By Vivek Kumar M and Bharath Rajeswaran
(Reuters) -India’s benchmark indexes settled flat on Thursday as caution prevailed amid monthly derivatives settlements and ahead of the release of GDP data on Friday, with investors waiting for signs of a pickup in economic activity.
The Nifty 50 fell 0.01% to 22,545.05, while the BSE Sensex closed 0.01% higher at 74,612.43.
The indexes swung between 0.3% gains and 0.2% losses during the session, during which the February derivatives contracts expired.
The Nifty 50 index has fallen about 14% from record highs hit in late September and is on course for its longest monthly losing streak since 1996.
“The market is likely to remain range-bound even on Friday.

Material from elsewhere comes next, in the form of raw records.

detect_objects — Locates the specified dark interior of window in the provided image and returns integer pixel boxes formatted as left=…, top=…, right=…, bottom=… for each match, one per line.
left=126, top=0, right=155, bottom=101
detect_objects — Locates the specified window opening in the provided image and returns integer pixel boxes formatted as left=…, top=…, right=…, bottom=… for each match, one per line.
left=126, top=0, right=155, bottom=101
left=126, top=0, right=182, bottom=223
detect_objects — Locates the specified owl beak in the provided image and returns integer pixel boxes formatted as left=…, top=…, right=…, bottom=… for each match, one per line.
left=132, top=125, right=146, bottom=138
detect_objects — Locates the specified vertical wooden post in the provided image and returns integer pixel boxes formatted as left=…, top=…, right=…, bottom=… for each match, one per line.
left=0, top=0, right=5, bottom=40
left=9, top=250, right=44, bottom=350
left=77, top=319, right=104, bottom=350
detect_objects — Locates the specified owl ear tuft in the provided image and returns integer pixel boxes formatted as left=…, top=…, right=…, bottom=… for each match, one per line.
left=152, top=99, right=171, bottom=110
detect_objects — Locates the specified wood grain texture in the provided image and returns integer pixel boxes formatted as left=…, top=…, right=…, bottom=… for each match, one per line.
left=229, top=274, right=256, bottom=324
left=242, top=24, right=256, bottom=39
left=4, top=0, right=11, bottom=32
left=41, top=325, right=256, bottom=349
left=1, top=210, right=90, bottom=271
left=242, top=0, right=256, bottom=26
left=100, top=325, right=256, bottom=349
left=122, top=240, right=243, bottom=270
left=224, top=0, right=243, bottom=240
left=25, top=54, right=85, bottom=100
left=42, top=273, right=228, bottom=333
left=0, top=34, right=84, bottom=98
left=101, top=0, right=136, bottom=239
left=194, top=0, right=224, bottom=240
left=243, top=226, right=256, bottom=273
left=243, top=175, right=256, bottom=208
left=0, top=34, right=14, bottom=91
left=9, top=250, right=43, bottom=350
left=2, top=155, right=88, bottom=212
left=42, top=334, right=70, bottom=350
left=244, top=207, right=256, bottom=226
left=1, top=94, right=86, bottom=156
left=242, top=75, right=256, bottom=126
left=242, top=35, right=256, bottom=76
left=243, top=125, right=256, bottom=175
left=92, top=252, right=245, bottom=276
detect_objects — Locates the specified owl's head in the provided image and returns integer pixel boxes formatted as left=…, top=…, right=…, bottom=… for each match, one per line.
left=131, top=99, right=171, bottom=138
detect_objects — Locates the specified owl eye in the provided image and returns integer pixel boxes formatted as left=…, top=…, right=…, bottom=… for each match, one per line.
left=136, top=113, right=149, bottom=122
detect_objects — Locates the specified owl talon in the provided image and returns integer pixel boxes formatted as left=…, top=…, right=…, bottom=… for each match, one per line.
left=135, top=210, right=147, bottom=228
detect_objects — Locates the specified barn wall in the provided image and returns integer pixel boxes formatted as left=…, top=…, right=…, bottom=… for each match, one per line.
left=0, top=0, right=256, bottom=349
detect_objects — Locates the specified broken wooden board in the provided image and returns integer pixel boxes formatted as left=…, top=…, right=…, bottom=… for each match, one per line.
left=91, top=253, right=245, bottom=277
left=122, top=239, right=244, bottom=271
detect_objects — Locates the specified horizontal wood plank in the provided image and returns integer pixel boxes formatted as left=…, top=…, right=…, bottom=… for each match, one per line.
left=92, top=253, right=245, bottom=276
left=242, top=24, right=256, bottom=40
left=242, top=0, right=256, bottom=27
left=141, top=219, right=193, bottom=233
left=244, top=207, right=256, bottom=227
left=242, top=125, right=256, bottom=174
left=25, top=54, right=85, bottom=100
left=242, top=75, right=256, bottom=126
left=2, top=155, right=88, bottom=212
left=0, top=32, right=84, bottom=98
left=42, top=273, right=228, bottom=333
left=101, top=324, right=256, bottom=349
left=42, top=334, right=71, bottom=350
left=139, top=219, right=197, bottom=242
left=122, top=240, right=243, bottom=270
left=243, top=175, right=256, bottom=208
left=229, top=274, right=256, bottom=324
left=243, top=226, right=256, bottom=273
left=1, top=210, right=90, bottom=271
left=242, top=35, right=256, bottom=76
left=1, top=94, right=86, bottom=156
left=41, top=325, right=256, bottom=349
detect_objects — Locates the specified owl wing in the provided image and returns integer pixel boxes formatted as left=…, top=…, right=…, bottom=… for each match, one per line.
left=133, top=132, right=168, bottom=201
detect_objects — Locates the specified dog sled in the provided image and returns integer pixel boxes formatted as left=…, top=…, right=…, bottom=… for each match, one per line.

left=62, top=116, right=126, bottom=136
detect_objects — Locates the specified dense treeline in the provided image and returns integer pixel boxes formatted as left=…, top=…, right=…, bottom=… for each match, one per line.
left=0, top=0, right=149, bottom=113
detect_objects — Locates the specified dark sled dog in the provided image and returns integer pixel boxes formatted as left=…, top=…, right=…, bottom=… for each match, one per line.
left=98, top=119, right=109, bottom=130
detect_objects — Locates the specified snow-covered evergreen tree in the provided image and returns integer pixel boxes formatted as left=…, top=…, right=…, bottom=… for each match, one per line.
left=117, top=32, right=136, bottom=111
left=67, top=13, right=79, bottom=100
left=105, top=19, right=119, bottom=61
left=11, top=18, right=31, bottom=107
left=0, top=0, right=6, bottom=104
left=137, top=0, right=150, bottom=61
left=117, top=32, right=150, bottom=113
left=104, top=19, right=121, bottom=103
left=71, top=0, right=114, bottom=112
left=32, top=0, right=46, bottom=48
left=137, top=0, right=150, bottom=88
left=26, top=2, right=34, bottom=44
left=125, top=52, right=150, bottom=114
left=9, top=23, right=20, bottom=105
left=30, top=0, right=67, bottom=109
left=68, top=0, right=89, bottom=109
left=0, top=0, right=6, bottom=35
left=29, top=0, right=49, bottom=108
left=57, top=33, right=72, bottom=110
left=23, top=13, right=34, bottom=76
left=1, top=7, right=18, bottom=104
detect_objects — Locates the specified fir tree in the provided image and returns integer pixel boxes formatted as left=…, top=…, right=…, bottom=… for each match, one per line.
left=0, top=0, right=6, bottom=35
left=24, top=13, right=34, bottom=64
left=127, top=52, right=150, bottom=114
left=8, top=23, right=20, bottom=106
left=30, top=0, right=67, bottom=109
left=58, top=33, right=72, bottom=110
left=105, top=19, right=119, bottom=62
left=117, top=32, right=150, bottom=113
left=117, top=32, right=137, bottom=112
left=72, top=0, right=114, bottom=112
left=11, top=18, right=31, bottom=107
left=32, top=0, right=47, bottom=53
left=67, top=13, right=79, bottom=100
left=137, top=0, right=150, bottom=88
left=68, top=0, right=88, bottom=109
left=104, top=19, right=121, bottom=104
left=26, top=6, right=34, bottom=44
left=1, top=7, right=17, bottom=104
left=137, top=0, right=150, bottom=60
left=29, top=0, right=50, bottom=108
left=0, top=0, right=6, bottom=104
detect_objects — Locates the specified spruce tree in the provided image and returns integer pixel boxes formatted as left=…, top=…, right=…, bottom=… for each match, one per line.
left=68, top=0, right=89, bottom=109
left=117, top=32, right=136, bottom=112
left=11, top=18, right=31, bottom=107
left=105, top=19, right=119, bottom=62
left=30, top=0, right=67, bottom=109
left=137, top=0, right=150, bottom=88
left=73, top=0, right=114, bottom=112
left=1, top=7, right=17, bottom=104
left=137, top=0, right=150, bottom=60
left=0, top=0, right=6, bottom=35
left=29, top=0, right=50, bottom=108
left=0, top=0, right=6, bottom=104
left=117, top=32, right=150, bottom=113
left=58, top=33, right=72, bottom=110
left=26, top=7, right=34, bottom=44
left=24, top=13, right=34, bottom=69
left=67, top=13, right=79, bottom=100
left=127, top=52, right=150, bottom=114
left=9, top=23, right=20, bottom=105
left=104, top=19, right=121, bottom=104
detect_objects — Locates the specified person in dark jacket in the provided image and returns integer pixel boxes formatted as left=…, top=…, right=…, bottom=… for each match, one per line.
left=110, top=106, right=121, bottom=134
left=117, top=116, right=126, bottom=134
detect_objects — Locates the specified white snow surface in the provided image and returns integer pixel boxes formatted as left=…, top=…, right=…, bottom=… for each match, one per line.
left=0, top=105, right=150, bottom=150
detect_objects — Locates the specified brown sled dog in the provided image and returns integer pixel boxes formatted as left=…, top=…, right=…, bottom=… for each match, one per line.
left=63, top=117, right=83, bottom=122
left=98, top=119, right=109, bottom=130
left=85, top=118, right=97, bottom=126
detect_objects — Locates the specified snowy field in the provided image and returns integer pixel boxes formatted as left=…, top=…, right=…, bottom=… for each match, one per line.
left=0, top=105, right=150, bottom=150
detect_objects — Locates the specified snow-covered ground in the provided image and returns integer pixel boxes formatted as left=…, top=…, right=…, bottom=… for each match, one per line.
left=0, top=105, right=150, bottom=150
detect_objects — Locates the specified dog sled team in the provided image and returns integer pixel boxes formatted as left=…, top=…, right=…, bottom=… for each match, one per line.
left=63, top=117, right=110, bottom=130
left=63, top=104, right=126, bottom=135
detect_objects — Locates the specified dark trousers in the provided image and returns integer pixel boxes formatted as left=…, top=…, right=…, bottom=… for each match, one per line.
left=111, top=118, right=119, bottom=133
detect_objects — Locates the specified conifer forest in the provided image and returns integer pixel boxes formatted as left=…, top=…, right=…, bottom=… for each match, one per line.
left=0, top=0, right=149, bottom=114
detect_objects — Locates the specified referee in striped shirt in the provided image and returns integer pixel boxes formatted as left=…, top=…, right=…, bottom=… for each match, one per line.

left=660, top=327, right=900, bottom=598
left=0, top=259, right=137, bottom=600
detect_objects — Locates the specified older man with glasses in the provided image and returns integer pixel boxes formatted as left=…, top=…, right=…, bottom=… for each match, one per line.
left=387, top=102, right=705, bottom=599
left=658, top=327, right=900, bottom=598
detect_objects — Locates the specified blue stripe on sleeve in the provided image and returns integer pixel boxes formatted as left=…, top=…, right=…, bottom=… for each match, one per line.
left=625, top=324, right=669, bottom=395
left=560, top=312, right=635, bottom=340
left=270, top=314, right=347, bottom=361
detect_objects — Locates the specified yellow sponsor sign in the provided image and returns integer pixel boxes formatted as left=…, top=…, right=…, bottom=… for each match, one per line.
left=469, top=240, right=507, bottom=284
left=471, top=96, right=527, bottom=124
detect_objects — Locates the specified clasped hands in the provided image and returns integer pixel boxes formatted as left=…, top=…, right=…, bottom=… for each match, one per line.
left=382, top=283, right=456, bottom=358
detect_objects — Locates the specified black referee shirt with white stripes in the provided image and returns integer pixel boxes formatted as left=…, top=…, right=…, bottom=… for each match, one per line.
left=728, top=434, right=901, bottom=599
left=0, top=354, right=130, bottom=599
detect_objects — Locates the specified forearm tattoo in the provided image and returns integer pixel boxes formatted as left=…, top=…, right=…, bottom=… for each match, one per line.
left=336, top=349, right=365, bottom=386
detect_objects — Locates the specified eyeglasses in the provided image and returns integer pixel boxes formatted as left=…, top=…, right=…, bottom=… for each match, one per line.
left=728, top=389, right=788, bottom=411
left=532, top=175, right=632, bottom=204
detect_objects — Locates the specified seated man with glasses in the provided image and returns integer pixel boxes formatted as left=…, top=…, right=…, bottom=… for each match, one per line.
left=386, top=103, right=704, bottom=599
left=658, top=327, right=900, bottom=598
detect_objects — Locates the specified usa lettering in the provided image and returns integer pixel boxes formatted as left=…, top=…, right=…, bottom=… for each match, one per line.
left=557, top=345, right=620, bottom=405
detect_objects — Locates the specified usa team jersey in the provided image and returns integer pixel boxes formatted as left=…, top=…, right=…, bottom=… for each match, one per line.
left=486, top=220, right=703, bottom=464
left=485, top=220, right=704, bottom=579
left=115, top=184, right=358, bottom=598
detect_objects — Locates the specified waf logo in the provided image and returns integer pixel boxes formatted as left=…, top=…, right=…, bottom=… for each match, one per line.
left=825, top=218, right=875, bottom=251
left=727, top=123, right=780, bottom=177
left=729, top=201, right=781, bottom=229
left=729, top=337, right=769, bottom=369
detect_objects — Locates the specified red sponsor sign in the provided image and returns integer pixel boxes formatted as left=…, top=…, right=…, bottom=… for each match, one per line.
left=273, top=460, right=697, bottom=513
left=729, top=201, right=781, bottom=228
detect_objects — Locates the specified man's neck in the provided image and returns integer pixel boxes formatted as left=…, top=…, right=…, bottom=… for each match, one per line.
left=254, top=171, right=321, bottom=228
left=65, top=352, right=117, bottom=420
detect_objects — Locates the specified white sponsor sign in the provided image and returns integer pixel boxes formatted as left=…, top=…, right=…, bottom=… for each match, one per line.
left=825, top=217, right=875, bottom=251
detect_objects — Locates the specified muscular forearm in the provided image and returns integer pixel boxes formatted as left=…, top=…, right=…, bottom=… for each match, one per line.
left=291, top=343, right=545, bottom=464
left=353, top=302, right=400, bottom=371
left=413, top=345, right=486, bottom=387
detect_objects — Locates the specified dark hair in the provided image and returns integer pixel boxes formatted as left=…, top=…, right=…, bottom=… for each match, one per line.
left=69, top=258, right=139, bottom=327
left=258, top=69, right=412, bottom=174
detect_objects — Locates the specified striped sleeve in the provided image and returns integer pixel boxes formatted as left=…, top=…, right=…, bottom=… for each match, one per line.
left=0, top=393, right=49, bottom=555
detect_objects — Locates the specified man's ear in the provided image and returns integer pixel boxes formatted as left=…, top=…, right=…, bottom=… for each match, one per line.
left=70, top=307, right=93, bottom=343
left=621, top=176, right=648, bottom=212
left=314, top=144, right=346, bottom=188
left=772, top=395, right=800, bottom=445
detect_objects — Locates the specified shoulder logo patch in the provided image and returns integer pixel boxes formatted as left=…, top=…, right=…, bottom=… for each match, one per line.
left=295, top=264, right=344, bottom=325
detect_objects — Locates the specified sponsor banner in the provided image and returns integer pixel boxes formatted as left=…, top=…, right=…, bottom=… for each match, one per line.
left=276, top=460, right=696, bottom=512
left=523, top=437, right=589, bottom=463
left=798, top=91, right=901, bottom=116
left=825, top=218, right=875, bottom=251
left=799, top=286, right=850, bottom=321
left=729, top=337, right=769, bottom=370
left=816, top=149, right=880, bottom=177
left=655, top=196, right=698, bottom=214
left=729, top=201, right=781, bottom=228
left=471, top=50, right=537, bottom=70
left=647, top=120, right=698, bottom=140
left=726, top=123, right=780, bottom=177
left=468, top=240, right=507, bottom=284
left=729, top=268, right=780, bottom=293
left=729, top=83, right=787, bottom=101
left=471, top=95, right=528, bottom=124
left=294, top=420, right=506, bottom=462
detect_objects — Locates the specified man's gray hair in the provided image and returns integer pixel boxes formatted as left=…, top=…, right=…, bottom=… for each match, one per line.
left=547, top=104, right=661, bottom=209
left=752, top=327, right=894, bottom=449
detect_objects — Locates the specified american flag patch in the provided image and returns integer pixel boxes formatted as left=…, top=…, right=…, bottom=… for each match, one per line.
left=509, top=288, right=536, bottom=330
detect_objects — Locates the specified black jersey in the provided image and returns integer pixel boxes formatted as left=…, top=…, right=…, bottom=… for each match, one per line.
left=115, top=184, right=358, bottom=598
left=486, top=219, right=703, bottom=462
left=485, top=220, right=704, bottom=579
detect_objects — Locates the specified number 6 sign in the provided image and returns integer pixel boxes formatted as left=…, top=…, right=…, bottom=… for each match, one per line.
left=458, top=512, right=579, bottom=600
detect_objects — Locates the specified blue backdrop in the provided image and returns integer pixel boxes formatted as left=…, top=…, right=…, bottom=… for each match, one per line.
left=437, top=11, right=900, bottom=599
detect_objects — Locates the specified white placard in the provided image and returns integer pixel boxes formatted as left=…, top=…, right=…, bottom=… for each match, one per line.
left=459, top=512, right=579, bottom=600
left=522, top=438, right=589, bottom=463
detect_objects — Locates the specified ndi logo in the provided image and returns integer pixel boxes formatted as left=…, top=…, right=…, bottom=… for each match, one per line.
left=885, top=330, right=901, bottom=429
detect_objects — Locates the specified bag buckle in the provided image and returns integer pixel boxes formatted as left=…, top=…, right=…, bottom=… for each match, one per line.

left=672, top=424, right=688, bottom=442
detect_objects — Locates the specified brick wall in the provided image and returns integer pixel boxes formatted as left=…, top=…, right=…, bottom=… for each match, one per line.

We may see some directional moves on Monday based on the GDP data and global news flow,” said Anita Gandhi, founder and head of institutional business at Arihant Capital Markets.
India’s GDP, due after markets close on Friday, likely rebounded in the December quarter, after growing at an unexpectedly slower pace in seven quarters in July-September, according to a Reuters poll of economists.
Nine of the 13 major sectors fell, while heavyweight financials rose 0.6% on the central bank dialing back tighter norms on bank loans for small borrowers and non-bank lenders.
Shriram Finance and AU Small Finance Bank jumped about 6% each and were among the biggest percentage gainers in the Nifty 500 index.
Heavyweight HDFC Bank rose 1.1% and was the biggest boost for the Nifty 50.
Meanwhile, automobile stocks fell around 1.5% after rising for two straight sessions.
UltraTech Cement dropped 4.7% after announcing an unexpected foray into the wires and cables business, which analysts said could spur capital allocation risks. This also hit other wire companies and weighed on the broader market indexes.
The mid-cap and small-cap indexes were down 1.1% and 1.6%, respectively.